Midterm B - Fri 20, Dec 2019

Scientific Programming - Data Science @ University of Trento

Download exercises and solution

Introduction

You can take this midterm ONLY IF you got grade >= 16 in Part A midterm.

What to do

1. Download sciprog-ds-2019-12-20-exam.zip and extract it on your desktop. Folder content should be like this:

sciprog-ds-2019-12-20-FIRSTNAME-LASTNAME-ID
    exam-2019-12-20.ipynb
    theory.txt
    linked_list.py
    linked_list_test.py
    bin_tree.py
    bin_tree_test.py
    jupman.py
    sciprog.py

2. Rename sciprog-ds-2019-12-20-FIRSTNAME-LASTNAME-ID folder: put your name, lastname an id number, like sciprog-ds-2019-12-20-john-doe-432432

From now on, you will be editing the files in that folder.

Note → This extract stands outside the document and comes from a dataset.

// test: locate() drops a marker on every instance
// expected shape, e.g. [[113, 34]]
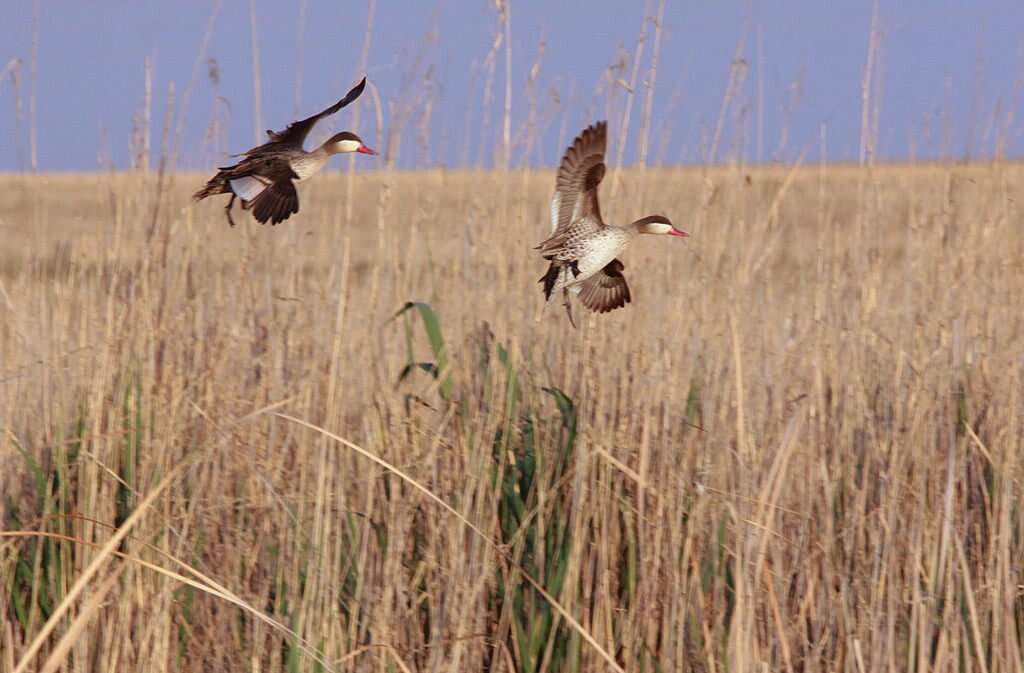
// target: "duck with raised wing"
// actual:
[[265, 179], [583, 251]]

At the end of the exam, that is what will be evaluated.

3. Edit the files following the instructions in this worksheet for each exercise. Every exercise should take max 25 mins. If it takes longer, leave it and try another exercise.

4. When done:

• if you have unitn login: zip and send to examina.icts.unitn.it/studente

• If you don’t have unitn login: tell instructors and we will download your work manually

Part B

B1 Theory

Write the solution in separate ``theory.txt`` file

B1.1 Complexity

Given a list 𝐿 of 𝑛 elements, please compute the asymptotic computational complexity of the following function, explaining your reasoning.

def my_fun(L):
    R = 0
    for i in range(len(L)):
        for j in range(len(L)-1,0,-1):
            k = 0
            while k < 4:
                R = R + L[j] - L[i]
                k += 1
    return R

B1.2 Data structure choice

Given an algorithm that frequently checks the presence of an element in its internal data structure. Please briefly answer the following questions:

1. What data structure would you choose? Why?

2. In case entries are sorted, would you use the same data structures?

B2 LinkedList

Open a text editor and edit file linkedlist.py

You are given a LinkedList holding pointers _head, _last, and also _size attribute.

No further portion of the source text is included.